H. Norman Schwartzkopf est aussi un officier qui compte parmi les plus intelligents et les plus expérimentés de l’armée américaine ; il reçoit la formation la plus complète qu’on puisse imaginer pour un militaire de sa génération, y compris par un séjour dans une grande université et en recevant un diplôme d’ingénieur spécialiste des missiles ; il comptera toujours parmi les meilleurs. Si l’on y ajoute un caractère très abrupt, un indiscutable courage physique et une très grande aptitude au commandement, notamment par l’attention portée à la condition de ses subordonnés, nul doute qu’il méritait sa remarquable carrière.

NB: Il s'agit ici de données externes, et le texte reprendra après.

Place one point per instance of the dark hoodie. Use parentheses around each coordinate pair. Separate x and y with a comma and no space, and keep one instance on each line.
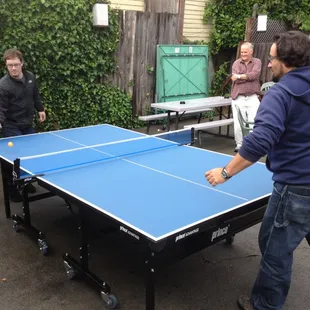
(282,129)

C’est par là que son témoignage sur l’armée américaine durant quatre décennies est exceptionnellement intéressant. On y voit en effet qu’elle a traversé des phases bien différentes, connu des périodes de déclin et de crise, d’autres marquées d’une extraordinaire montée en puissance. La fin des années 1950 n’en est pas la meilleure période ; la fin de la guerre de Corée y est vécue difficilement par un commandement très critiqué et des cadres désorientés, alors qu’une première phase de détente internationale pousse à d’importantes réductions d’effectifs. H. Norman Schwartzkopf, qui rate peu d’occasions de critiquer les marins et trouve que les aviateurs surestiment toujours leurs possibilités, aurait assez mal vécu cette première période de sa vie militaire s’il n’avait été passionné par les problèmes posés par l’intervention éventuelle des armes nucléaires dans le déroulement d’une guerre conventionnelle, qui excitaient sa curiosité intellectuelle, et il a parfois songé à quitter l’armée quand commence la guerre du Vietnam.
Ce sera la grande expérience de sa vie et, pour lui, l’occasion d’un avancement très rapide. En deux séjours, il fait l’apprentissage d’une guerre à laquelle, en réalité, rien ne l’avait vraiment préparé et il s’y donne avec une passion exclusive. À la différence de la très grande majorité des responsables américains, il se prend de sympathie pour les Vietnamiens et juge que l’armée américaine a tort de se substituer à eux ; mais pas une seconde il ne s’interroge sur le bien-fondé de cette guerre, ni sur les motivations de ses adversaires. C’est dire combien il se sent étranger dans son propre pays quand déferle la vague de contestations contre la guerre du Vietnam, qui submergea la société américaine à la fin des années 1960 et dans la première moitié des années 1970. Son témoignage sur cette époque constitue, probablement, la meilleure partie de son livre ; non seulement par ce qu’il évoque de la guerre elle-même, des lourdes fautes du commandement américain, du caractère des principales opérations et d’un enlisement dont il se rend mal compte lui-même, mais par quelques épisodes révélateurs de l’amertume profonde qu’il éprouve après l’expérience vécue là-bas, comme sa rupture passagère avec sa sœur préférée, très proche de lui, mais critique à l’égard de l’engagement américain au Vietnam et des conséquences qu’il a entraînées, et ce jour où il apprend la chute de Saïgon et s’enferme tout seul dans sa chambre pour vider une bouteille entière de whisky…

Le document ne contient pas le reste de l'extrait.